One of the useful things about doing this digitally is we can always go back and recheck if need be, whereas in the old days the paper cut-outs would probably have been discarded once they had been used.
For anyone who wants to research the method further, it's usual name is Turner's Metacentric Shelf theory. Rear Admiral Turner, as he became, was primarily interested in designing balanced model yachts, but his thinking became incorporated into full size yacht design for a while, notably by Harrison Butler, and his book 'Cruising Yachts: Design and Performance' (1945) contains a detailed (though it has to be said not always immediately grasped) description of the method. Interestingly, soon after the method had got established, others discredited it, pointing out that it was a hydrostatic model (still hull sitting in still water) and that a real yacht under way is anything but static, and therefore the theory couldn't apply. But for some unexplained reason, yachts that have a good metacentric moment profile (the second part of a metacentric analysis) are generally well balanced, and those that have a poor profile tend to be difficult to handle, so the theory does have some practical use, even if we don't know exactly how it works (my own hunch is that it is because the key part of the assessment is relative, so although the absolute numbers might be wrong, they are nonetheless useful because the relative contributions do reflect reality, if that makes sense).

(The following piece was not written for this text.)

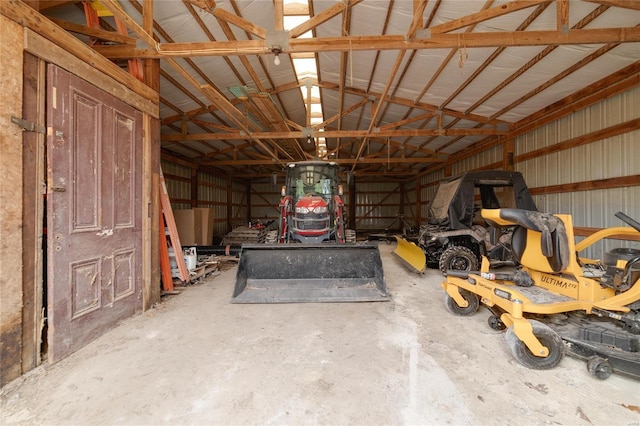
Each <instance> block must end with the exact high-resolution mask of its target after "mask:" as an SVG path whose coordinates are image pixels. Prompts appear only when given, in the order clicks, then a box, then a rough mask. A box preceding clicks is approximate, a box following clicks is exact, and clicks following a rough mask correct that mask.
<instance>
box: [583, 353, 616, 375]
mask: <svg viewBox="0 0 640 426" xmlns="http://www.w3.org/2000/svg"><path fill="white" fill-rule="evenodd" d="M587 369H588V370H589V374H591V375H592V376H596V377H597V378H598V379H600V380H605V379H608V378H609V376H610V375H611V373H613V368H611V364H609V361H607V360H606V359H604V358H600V357H599V356H594V357H591V358H589V360H588V361H587Z"/></svg>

cathodeRay hat geschrieben: ↑Di 29 Jan 2019 11:13
Martin - that all makes complete sense as a way of refining the process, but I still find I can't hit 128 exactly, even with very high zoom levels. I wonder if this is because although we can 'see' sub-pixels, they don't really exist (at 100% zoom), and furthermore (because of the nature of pixels, as discrete entities) its hit and miss as to whether we can ever hit a mid point. Consider the case of a 1 x 9 pixel line: the mid point is 4.5 pixels, but 4.5 can't exist, so the dividing line has got to be between either pixel 4 and 5 or 5 and 6.
If there is a subpixel position, it will be antialiased, depending on the area occupied. So if you have a black rectangle on white background with a position of 4.5, the edge pixel will have a value of 128. You can check that by turning on pixel mode ("View > Pixel Mode").
So antialiasing increases the precision.